The recent advent of transmission electron microscopes with integrated scanning probe microscope sample stages is permitting unprecedented nanoscale observation and analysis of materials. Jianyu Huang of Sandia National Laboratories, for example, uses this technology to study simultaneously the electrical and mechanical properties of carbon nanotubes. He anchors a multiwall carbon nanotube between the stage base and probe tip and then runs an electrical current through the tube to heat it to a particular temperature -- and may also use the tip to stretch the tube -- all while continuously recording electrical and force measurements and taking a transmission electron microscope snapshot every few seconds.
At the AVS 55th International Symposium & Exhibition, Huang will describe how he stitched together the transmission electron microscope images of a single-wall nanotube growing within the core cavity of a multiwall nanotubes. The resulting short time-lapse video clearly reveals the answer to a long-standing carbon nanotube question: During their formation, the free end of a growing nanotube is a closed cap, not an open tube. (Nanotube pioneer Sumio Iijima in Japan has also recently achieved a similar result.) Understanding the growth mechanism is essential in creating nanotubes with the desired structure, or chirality, required for devices such as field-effect transistors.

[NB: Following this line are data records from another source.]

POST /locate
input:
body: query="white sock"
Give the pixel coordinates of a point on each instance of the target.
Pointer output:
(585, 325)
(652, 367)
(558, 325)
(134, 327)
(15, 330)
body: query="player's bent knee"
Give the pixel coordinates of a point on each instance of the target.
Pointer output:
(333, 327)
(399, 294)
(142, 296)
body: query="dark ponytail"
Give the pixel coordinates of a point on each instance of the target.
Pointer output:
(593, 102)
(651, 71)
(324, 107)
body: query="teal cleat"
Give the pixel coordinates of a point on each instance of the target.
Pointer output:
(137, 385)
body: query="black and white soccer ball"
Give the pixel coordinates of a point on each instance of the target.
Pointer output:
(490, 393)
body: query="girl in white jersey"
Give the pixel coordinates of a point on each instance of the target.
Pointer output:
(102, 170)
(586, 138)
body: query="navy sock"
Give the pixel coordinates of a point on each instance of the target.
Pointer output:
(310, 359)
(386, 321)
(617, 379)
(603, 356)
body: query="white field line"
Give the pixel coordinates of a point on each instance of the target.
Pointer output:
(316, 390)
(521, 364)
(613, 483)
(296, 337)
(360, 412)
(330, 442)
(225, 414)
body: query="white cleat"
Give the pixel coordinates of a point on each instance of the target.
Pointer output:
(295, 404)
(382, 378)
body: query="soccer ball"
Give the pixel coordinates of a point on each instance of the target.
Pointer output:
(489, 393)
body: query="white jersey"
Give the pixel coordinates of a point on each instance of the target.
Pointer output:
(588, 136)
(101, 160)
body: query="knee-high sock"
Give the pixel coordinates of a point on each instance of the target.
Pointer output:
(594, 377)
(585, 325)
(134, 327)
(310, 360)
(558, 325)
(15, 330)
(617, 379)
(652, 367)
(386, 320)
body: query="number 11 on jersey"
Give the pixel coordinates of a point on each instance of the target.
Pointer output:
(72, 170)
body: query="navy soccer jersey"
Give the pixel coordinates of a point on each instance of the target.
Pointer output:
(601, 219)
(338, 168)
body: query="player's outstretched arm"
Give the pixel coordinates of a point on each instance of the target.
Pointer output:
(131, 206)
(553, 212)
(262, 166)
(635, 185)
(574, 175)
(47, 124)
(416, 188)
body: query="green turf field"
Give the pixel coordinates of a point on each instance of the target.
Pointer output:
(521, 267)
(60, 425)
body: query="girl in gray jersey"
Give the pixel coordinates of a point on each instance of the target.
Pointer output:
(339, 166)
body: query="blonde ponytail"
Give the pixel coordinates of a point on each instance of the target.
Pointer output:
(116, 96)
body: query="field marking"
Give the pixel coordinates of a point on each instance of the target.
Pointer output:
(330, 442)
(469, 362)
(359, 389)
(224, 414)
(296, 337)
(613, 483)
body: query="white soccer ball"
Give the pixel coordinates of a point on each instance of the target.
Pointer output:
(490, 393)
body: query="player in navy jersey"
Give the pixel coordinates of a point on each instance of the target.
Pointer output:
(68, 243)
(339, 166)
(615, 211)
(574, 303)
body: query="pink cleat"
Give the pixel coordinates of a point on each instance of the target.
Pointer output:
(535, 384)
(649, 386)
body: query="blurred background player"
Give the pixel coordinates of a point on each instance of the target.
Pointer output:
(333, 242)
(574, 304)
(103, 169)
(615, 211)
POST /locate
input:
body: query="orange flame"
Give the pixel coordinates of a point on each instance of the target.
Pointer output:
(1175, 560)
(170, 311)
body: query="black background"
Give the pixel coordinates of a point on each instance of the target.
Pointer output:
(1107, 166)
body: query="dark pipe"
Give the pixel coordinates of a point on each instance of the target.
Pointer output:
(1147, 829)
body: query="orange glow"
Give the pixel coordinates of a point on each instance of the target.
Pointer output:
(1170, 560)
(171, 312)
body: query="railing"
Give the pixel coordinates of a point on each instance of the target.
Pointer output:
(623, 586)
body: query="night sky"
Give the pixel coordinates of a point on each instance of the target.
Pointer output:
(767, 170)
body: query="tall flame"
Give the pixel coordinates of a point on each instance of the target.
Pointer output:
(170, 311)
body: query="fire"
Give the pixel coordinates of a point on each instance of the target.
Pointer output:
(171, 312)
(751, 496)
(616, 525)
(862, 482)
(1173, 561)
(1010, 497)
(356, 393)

In earlier work, Huang has used the same technology to observe unexpected plastic deformation of stretched carbon nanotubes and the creation of closed-shell buckyballs within multiwall carbon nanotubes. His collaborators at Rice University have modeled the data and explained how conventional dislocation principles can be modified to explain the observed behavior in nanotubes.
Huang's talk, "In-Situ Electron Microscopy Enabled by a TEM-SPM Platform" will be held at 2:40 p.m. on Thursday, October 23, 2008, in Room 310 of the Hynes Convention Center.